Gericht: Oberlandesgericht Celle
Urteil verkündet am 12.12.2002
Aktenzeichen: 11 U 64/02
Rechtsgebiete: HGB


Vorschriften:

HGB § 435
HGB § 439
1. Zur Auslegung eines Freistellungsantrages.

2. Zu dem einem Vorsatz gleichstehenden Verschulden eines Transportunternehmens, der eine geschuldete Tankreinigung nicht oder nicht ordnungsgemäß vornimmt.


Oberlandesgericht Celle Im Namen des Volkes Urteil

11 U 64/02

Verkündet am 12. Dezember 2002

In dem Rechtsstreit

hat der 11. Zivilsenat des Oberlandesgerichts Celle auf die mündliche Verhandlung vom 31. Oktober 2002 durch den Vorsitzenden Richter am Oberlandesgericht #######, den Richter am Oberlandesgericht ####### und die Richterin am Oberlandesgericht ####### für Recht erkannt:

Tenor:

Die Berufung beider Beklagter gegen das Urteil der 7. Zivilkammer - Kammer für Handelssachen - des Landgerichts Lüneburg vom 31. Januar 2002 wird auf ihre Kosten zurückgewiesen.

Zur Klarstellung wird der Tenor des landgerichtlichen Urteils jedoch dahin neu gefasst, dass er lautet:

Es wird festgestellt, dass die Beklagten als Gesamtschuldner verpflichtet sind, die Klägerin von den berechtigten Ansprüchen der Firma S., #######, ####### freizuhalten, die daraus herrühren, dass am 16. Dezember 1999 von der Beklagten zu 2 per Lkw ein Posten von 7.880 kg Celatom bei der Firma S. angeliefert wurde, der mit Hostalen verunreinigt war.

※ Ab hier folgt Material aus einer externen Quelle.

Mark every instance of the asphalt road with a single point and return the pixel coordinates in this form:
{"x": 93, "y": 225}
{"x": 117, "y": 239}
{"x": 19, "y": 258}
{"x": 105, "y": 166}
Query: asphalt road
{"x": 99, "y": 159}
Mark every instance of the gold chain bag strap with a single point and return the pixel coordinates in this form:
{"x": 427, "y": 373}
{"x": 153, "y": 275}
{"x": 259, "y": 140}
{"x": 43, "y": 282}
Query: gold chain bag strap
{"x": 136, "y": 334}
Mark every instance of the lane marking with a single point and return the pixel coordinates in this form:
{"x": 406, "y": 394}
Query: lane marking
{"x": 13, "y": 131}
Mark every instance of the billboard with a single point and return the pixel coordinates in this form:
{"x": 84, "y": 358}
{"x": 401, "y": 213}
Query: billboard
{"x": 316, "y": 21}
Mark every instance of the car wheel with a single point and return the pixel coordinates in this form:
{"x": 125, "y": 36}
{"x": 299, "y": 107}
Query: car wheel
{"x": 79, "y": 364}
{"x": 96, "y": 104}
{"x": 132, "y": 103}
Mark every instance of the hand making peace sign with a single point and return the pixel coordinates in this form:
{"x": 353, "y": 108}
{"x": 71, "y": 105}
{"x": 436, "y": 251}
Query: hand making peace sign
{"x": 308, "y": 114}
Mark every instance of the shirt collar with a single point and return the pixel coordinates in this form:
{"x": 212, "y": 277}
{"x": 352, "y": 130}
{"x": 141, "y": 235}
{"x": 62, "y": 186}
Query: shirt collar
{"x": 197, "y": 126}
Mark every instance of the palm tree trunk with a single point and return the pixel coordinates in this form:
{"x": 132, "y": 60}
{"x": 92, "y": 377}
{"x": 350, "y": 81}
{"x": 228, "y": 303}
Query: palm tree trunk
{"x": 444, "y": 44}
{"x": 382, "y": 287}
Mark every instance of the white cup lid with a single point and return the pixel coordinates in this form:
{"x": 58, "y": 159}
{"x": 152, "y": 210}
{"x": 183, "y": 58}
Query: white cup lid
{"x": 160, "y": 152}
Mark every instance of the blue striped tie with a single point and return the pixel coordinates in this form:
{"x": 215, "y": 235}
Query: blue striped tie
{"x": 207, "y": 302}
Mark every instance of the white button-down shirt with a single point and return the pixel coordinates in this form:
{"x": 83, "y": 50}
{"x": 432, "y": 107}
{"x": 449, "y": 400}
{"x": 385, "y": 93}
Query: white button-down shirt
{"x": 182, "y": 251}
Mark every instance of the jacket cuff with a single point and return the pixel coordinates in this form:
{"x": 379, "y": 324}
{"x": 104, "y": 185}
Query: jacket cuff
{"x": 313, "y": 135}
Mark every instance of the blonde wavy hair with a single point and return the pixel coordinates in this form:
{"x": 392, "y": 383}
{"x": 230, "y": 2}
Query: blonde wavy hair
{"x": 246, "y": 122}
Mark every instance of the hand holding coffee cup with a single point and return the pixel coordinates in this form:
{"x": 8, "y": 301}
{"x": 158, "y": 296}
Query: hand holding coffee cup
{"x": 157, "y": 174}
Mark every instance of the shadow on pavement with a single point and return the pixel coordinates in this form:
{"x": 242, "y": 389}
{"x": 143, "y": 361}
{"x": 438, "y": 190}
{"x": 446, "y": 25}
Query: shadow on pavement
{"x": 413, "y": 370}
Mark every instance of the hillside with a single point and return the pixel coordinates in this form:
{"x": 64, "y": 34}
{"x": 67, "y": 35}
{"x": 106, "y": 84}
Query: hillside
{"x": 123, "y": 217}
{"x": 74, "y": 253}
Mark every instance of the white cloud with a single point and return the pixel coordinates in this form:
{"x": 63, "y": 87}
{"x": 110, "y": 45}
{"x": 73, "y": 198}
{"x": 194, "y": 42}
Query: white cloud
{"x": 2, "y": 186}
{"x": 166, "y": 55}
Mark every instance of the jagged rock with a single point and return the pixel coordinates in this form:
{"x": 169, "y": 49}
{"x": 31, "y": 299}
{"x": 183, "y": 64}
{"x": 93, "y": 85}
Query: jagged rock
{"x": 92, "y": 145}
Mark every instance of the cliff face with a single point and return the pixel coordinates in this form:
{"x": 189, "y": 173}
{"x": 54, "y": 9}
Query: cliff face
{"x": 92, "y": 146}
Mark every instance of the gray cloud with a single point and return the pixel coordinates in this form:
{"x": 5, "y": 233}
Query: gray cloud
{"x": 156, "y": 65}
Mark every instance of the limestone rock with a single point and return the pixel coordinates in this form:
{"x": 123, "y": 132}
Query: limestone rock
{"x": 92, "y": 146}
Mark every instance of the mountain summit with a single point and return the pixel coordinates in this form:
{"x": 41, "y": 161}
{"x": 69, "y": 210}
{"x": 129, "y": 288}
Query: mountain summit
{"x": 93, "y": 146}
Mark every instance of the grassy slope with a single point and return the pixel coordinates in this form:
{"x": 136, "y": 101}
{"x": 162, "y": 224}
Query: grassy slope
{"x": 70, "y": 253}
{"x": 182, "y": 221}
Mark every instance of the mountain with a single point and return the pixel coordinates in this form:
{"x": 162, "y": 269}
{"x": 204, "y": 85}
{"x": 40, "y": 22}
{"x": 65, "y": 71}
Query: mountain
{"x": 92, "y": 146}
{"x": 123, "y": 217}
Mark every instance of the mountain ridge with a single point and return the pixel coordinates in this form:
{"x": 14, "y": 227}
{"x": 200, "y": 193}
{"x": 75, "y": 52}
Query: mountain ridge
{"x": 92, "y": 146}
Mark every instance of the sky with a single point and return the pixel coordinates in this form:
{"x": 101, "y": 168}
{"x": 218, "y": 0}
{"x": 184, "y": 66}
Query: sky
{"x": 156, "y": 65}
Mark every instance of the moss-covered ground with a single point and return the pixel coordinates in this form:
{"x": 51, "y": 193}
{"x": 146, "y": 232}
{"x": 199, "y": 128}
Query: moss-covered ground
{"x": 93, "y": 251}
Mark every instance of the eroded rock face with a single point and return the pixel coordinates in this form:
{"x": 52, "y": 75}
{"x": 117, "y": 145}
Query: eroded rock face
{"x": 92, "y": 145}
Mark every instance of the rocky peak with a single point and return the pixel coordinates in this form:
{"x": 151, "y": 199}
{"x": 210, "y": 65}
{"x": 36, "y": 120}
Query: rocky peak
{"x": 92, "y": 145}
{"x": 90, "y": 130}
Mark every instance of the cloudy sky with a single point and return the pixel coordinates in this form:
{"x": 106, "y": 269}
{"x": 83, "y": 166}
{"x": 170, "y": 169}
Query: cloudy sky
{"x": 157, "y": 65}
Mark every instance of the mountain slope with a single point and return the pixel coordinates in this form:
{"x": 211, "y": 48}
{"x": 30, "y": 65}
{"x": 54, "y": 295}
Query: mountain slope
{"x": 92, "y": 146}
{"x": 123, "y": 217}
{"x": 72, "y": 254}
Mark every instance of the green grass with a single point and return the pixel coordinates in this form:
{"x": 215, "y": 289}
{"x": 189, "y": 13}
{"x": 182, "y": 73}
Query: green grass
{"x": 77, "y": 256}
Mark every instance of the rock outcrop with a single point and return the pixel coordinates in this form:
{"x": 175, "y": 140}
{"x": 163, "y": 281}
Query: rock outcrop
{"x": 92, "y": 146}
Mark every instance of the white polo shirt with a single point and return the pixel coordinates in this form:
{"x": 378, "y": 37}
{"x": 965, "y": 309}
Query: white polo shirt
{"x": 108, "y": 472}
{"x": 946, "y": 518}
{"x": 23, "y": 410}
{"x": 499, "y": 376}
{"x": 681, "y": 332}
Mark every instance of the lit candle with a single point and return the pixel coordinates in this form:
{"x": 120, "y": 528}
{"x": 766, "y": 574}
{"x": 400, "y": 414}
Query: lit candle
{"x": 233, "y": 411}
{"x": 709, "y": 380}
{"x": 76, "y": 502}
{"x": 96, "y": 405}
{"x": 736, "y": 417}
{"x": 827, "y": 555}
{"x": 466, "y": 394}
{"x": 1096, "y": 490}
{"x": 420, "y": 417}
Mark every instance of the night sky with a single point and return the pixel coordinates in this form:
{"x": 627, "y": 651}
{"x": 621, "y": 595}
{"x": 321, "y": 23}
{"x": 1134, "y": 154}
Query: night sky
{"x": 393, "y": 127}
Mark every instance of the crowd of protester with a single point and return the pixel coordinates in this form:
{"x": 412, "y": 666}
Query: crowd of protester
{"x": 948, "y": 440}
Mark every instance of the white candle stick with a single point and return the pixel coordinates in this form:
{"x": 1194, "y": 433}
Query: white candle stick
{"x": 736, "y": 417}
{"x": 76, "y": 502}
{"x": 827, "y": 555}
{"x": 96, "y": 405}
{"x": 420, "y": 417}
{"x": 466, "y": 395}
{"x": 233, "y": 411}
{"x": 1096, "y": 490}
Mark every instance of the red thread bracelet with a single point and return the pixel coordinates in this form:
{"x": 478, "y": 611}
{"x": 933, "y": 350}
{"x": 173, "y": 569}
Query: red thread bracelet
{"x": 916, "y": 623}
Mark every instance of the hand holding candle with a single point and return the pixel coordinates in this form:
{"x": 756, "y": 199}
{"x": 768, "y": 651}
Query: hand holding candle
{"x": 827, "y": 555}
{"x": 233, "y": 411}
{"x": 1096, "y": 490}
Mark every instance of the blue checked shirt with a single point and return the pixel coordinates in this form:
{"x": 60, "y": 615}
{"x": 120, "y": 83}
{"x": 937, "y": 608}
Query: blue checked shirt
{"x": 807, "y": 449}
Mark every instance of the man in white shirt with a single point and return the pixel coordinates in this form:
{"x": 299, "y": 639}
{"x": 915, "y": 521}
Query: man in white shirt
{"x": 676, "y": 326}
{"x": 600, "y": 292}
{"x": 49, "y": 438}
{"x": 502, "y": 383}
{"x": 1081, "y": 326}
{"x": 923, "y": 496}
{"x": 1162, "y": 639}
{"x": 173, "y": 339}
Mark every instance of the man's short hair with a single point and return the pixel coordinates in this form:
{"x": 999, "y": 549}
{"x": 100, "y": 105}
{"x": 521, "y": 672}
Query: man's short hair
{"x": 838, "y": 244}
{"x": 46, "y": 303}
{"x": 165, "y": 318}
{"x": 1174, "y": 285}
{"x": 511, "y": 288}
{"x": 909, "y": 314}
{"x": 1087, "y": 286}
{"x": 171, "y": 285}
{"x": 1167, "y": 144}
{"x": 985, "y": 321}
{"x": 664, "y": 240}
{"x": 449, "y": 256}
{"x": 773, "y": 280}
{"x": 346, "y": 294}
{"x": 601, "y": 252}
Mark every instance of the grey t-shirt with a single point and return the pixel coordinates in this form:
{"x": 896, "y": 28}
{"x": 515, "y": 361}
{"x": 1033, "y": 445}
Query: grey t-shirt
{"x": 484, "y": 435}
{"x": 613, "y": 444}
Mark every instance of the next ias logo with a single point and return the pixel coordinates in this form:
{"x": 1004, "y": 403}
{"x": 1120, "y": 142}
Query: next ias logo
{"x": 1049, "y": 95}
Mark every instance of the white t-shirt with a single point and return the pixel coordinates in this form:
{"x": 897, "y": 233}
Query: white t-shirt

Das Urteil ist vorläufig vollstreckbar.

Den Beklagten wird gestattet, die Vollstreckung der Klägerin durch Sicherheitsleistung in Höhe von 115 % des jeweils zu vollstreckenden Betrages abzuwenden, wenn nicht die Klägerin ihrerseits vor der Vollstreckung Sicherheit in nämlicher Höhe leistet. Die Sicherheit kann jeweils in den Formen des § 108 Abs. 1 ZPO geleistet werden.

Die Revision wird nicht zugelassen.

Die Beschwer beider Beklagten übersteigt 20.000 €. Die Klägerin ist durch dieses Erkenntnis nicht beschwert.

Gründe:

I.

Die Parteien streiten um die Verpflichtung der beklagten Spedition und der von ihr eingeschalteten Frachtführerin, die Klägerin von Ansprüchen ihrer Abnehmerin freizustellen, die daraus herrühren, dass von der beklagte Frachtführerin in einem Silo-Lkw transportiertes Kieselgur während des Transports durch Hostalen, welches - wie zwischenzeitlich unstreitig geworden ist - zuvor in dem Lkw transportiert worden war, verunreinigt wurde.

Wegen des Sach- und Streitstandes erster Instanz wird auf das landgerichtliche Urteil Bezug genommen.

Das Landgericht hat beide Beklagte als Gesamtschuldner antragsgemäß zur Freistellung der Klägerin von den nicht näher bezifferten Ansprüchen der Abnehmerin verurteilt.

Gegen dieses Erkenntnis wenden sich die Beklagten mit ihrer jeweils form- und fristgerecht eingelegten Berufung.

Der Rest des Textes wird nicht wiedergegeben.